We discuss without proofs further important theorems about the determinant. The proofs rely on a systematic account of the properties which are characteristic for the determinant, namely the properties multilinear and alternating. By these properties, together with the condition that the determinant of the identity matrix is ${\displaystyle {}1}$, the determinant is already determined.

## Theorem

Let ${\displaystyle {}K}$ denote a field, and ${\displaystyle {}n\in \mathbb {N} _{+}}$. Then for matrices ${\displaystyle {}A,B\in \operatorname {Mat} _{n}(K)}$, the relation

${\displaystyle {}\det {\left(A\circ B\right)}=\det A\cdot \det B\,}$

holds.

### Proof

This proof was not presented in the lecture.
${\displaystyle \Box }$

## Definition

Let ${\displaystyle {}K}$ be a field, and let ${\displaystyle {}M=(a_{ij})_{ij}}$ be an ${\displaystyle {}m\times n}$-matrix over ${\displaystyle {}K}$. Then the ${\displaystyle {}n\times m}$-matrix

${\displaystyle {M^{\text{tr}}}={\left(b_{ij}\right)}_{ij}{\text{ with }}b_{ij}:=a_{ji}}$
is called the transposed matrix for ${\displaystyle {}M}$.

The transposed matrix arises by interchanging the role of the rows and the columns.

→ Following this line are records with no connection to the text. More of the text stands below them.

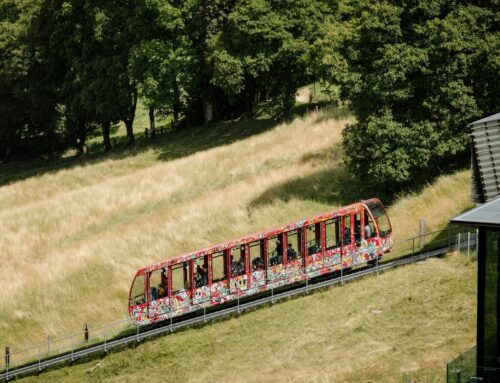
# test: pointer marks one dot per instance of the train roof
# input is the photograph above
(253, 237)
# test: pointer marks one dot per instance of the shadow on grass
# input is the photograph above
(172, 145)
(334, 186)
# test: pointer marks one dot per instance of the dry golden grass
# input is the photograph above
(400, 326)
(72, 240)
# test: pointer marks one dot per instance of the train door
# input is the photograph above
(276, 258)
(314, 259)
(257, 262)
(333, 247)
(158, 301)
(137, 299)
(294, 256)
(201, 291)
(180, 286)
(348, 245)
(219, 276)
(239, 269)
(369, 245)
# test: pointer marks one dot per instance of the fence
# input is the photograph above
(109, 335)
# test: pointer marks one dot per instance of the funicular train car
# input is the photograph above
(343, 238)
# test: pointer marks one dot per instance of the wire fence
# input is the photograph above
(70, 347)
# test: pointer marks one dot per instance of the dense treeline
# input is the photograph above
(414, 72)
(69, 67)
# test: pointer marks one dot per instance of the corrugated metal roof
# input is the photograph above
(486, 158)
(487, 214)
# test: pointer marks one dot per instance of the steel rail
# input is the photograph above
(106, 346)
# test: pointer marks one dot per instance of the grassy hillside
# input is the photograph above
(72, 237)
(400, 326)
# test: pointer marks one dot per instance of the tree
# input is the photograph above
(417, 77)
(267, 45)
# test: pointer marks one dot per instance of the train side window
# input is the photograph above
(256, 256)
(313, 239)
(180, 277)
(238, 261)
(357, 227)
(294, 246)
(158, 284)
(201, 272)
(332, 230)
(137, 295)
(370, 231)
(346, 235)
(218, 267)
(275, 250)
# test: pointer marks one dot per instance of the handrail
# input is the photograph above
(74, 350)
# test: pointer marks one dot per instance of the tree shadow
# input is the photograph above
(333, 186)
(174, 144)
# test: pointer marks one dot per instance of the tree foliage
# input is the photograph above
(417, 73)
(414, 73)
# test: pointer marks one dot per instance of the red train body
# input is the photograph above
(345, 237)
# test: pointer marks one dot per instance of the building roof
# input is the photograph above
(484, 215)
(486, 158)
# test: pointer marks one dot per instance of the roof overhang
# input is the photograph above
(484, 215)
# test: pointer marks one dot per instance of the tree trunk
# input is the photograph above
(129, 125)
(81, 135)
(177, 102)
(152, 124)
(129, 120)
(50, 144)
(250, 98)
(106, 126)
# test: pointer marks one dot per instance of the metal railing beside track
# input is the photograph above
(70, 348)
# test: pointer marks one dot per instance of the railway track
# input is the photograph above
(204, 317)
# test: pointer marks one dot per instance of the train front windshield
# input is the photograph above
(378, 211)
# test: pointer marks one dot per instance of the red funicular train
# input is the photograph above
(345, 237)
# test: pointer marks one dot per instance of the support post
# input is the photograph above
(421, 233)
(341, 269)
(449, 237)
(468, 243)
(7, 358)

For example, we have

${\displaystyle {}{{\begin{pmatrix}t&n&o&d\\r&s&s&x\\a&p&e&y\end{pmatrix}}^{\text{tr}}}={\begin{pmatrix}t&r&a\\n&s&p\\o&s&e\\d&x&y\end{pmatrix}}\,.}$

## Theorem

Let ${\displaystyle {}K}$ denote a field, and let ${\displaystyle {}M}$ denote an ${\displaystyle {}n\times n}$-matrix over ${\displaystyle {}K}$. Then

${\displaystyle {}\det M=\det {M^{\text{tr}}}\,.}$

### Proof

This proof was not presented in the lecture.
${\displaystyle \Box }$

This implies that we can compute the determinant also by expanding with respect to the rows, as the following statement shows.

## Corollary

Let ${\displaystyle {}K}$ be a field, and let ${\displaystyle {}M={\left(a_{ij}\right)}_{ij}}$ be an ${\displaystyle {}m\times n}$-matrix over ${\displaystyle {}K}$. For ${\displaystyle {}i,j\in \{1,\ldots ,n\}}$, let ${\displaystyle {}M_{ij}}$ be the matrix which arises from ${\displaystyle {}M}$, by leaving out the ${\displaystyle {}i}$-th row and the ${\displaystyle {}j}$-th column. Then (for ${\displaystyle {}n\geq 2}$ and for every fixed ${\displaystyle {}i}$ and ${\displaystyle {}j}$)

${\displaystyle {}\det M=\sum _{i=1}^{n}(-1)^{i+j}a_{ij}\det M_{ij}=\sum _{j=1}^{n}(-1)^{i+j}a_{ij}\det M_{ij}\,.}$

### Proof

For ${\displaystyle {}j=1}$, the first equation is the recursive definition of the determinant. From that statement, the case ${\displaystyle {}i=1}$ follows, due to fact. By exchanging columns and rows, the statement follows in full generality, see exercise.

${\displaystyle \Box }$